4. L’ATTITUDINE DI CRISTO DI FRONTE ALLA SOFFERENZA: Domande, domande e ancora domande sono quelle che noi poniamo a Dio, che spesso non fornisce un’evidente risposta, o almeno una risposta inseribile nei nostri schemi mentali. Dio però non considera mai le nostre domande come imprudenti, considera legittimo che ci interroghiamo sulla sofferenza. Ci offre esempi nella Scrittura del modo in cui si possono porre domande anche audaci, senza con ciò compromettere il rapporto con Lui. Dio non vuole sopprimere le nostre emozioni e i nostri sentimenti, vuole darci la capacità di convogliare queste energie in una nuova direzione, che non è silenziosa subordinazione, ma attiva cooperazione con Lui.

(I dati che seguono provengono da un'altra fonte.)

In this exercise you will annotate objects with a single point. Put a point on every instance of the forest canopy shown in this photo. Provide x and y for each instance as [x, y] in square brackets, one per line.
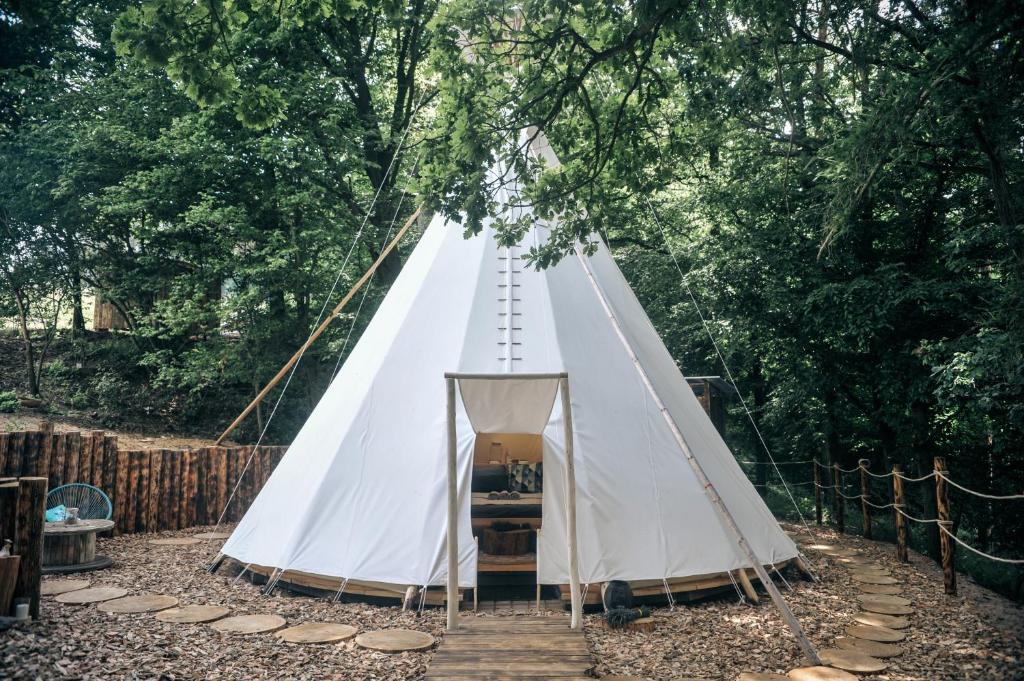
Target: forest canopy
[835, 184]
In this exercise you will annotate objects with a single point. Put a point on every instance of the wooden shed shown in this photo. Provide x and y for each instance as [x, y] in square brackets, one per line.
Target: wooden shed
[712, 392]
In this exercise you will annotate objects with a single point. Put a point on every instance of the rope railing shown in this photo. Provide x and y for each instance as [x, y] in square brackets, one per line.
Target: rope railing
[1009, 561]
[975, 493]
[777, 463]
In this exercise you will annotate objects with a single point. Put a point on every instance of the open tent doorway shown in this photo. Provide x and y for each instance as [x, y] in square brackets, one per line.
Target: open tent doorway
[520, 405]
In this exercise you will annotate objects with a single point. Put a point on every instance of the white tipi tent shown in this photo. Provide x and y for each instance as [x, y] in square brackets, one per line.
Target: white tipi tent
[361, 494]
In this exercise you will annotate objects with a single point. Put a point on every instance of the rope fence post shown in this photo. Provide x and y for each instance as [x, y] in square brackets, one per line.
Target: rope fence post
[838, 504]
[901, 554]
[946, 544]
[865, 510]
[817, 490]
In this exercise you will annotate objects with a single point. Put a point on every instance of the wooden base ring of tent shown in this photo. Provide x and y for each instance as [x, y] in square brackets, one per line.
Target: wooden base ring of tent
[875, 579]
[820, 674]
[57, 587]
[641, 625]
[193, 614]
[211, 536]
[394, 640]
[884, 589]
[872, 648]
[880, 634]
[316, 632]
[881, 620]
[250, 624]
[136, 604]
[93, 595]
[175, 541]
[823, 547]
[851, 661]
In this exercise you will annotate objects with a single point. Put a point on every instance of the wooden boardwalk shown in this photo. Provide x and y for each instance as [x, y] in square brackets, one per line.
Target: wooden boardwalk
[512, 647]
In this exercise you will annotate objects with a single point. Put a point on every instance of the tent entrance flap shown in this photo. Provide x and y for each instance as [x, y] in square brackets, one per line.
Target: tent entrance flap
[511, 403]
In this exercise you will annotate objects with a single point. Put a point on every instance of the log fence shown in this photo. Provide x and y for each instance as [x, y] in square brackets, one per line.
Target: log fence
[150, 490]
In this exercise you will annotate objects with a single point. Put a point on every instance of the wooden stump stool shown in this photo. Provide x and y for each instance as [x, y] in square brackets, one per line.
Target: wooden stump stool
[73, 548]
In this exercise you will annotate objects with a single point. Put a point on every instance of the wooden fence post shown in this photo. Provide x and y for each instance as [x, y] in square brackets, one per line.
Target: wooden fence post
[898, 502]
[817, 490]
[865, 493]
[946, 543]
[29, 543]
[8, 513]
[838, 502]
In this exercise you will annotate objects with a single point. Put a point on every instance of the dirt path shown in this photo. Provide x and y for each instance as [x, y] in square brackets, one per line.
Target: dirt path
[973, 636]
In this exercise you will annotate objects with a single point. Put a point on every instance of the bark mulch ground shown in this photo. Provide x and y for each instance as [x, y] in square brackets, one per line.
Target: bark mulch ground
[973, 636]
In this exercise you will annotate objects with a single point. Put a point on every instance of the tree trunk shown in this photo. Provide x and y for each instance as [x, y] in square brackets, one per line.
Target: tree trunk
[30, 351]
[78, 316]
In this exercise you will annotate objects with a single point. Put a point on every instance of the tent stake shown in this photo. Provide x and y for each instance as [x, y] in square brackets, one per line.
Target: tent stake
[321, 329]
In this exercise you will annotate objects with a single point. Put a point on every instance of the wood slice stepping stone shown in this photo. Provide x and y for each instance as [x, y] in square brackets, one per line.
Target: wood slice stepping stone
[820, 674]
[249, 624]
[851, 661]
[875, 579]
[872, 648]
[93, 595]
[136, 604]
[175, 541]
[882, 608]
[394, 640]
[880, 620]
[57, 587]
[885, 599]
[880, 634]
[194, 614]
[316, 632]
[888, 589]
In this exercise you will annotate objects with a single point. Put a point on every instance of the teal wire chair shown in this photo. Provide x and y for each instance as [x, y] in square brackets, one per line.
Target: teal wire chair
[92, 503]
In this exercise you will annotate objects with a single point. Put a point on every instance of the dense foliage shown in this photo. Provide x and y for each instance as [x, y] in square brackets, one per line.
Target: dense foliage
[837, 184]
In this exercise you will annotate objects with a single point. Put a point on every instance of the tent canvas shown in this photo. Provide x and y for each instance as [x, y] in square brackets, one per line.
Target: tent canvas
[360, 494]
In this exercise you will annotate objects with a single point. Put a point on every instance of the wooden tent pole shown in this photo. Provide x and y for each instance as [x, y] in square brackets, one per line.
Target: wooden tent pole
[453, 514]
[576, 598]
[322, 328]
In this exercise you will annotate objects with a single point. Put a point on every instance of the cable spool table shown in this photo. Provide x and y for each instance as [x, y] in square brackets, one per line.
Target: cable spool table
[73, 548]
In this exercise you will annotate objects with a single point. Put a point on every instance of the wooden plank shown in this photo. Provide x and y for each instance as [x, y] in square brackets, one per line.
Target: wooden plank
[121, 492]
[489, 648]
[97, 458]
[30, 455]
[85, 460]
[4, 445]
[29, 541]
[166, 490]
[139, 481]
[58, 460]
[153, 496]
[15, 450]
[73, 457]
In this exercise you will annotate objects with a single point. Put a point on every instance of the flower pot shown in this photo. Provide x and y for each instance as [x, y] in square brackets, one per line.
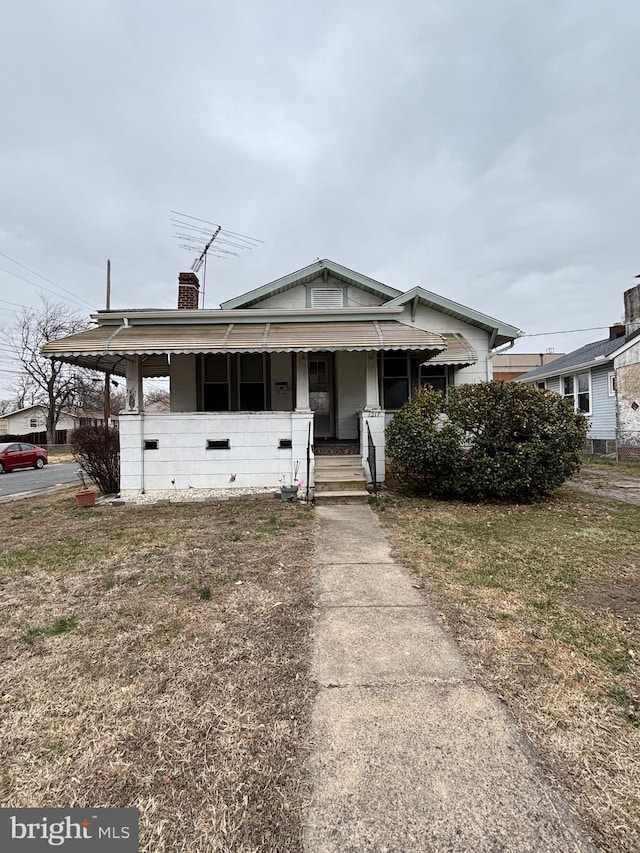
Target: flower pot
[288, 493]
[87, 497]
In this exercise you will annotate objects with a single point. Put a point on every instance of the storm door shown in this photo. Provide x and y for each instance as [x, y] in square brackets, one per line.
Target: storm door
[321, 398]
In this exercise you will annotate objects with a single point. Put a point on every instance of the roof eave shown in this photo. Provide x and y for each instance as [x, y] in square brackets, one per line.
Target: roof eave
[181, 317]
[504, 332]
[306, 275]
[570, 368]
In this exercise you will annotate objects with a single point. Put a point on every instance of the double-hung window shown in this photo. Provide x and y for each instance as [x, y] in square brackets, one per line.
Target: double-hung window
[252, 396]
[432, 376]
[577, 389]
[216, 383]
[395, 382]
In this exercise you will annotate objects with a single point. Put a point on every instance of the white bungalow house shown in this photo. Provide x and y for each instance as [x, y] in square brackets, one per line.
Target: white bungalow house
[314, 362]
[602, 379]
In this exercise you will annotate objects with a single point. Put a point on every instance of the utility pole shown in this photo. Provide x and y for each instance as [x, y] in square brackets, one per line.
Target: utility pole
[107, 376]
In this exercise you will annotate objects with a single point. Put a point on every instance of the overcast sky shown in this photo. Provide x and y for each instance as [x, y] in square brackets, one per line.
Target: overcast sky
[486, 151]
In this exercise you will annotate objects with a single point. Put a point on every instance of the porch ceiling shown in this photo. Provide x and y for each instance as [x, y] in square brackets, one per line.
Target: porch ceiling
[459, 352]
[105, 348]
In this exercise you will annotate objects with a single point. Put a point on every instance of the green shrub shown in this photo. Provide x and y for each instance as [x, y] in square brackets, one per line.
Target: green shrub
[491, 440]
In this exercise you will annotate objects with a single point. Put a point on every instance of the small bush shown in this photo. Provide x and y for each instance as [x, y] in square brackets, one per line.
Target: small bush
[491, 440]
[97, 450]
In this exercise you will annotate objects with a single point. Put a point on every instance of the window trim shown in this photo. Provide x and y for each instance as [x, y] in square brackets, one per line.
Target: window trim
[575, 393]
[227, 382]
[242, 382]
[397, 354]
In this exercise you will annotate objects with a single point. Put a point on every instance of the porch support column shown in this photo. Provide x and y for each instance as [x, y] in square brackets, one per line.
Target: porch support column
[302, 382]
[134, 401]
[372, 385]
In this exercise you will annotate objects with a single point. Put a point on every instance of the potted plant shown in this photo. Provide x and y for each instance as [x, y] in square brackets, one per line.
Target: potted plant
[289, 493]
[87, 497]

     Quella che gli Ebrei chiamano la šekinah («presenza» di Dio) è stata offuscata, quanto a splendore, dalla rottura fra creazione e Creatore, fra l’uomo e il suo simile, fra l’uomo e il suo linguaggio, fra le parole e il senso che esse nascondono.

     Gli esempi e l’approccio che troviamo nella Bibbia costituiscono un modo per vivere nella fede e al tempo stesso esercitare il candore del bambino. Col tempo emergerà il senso, si potrà vedere un disegno in quello che ci succede.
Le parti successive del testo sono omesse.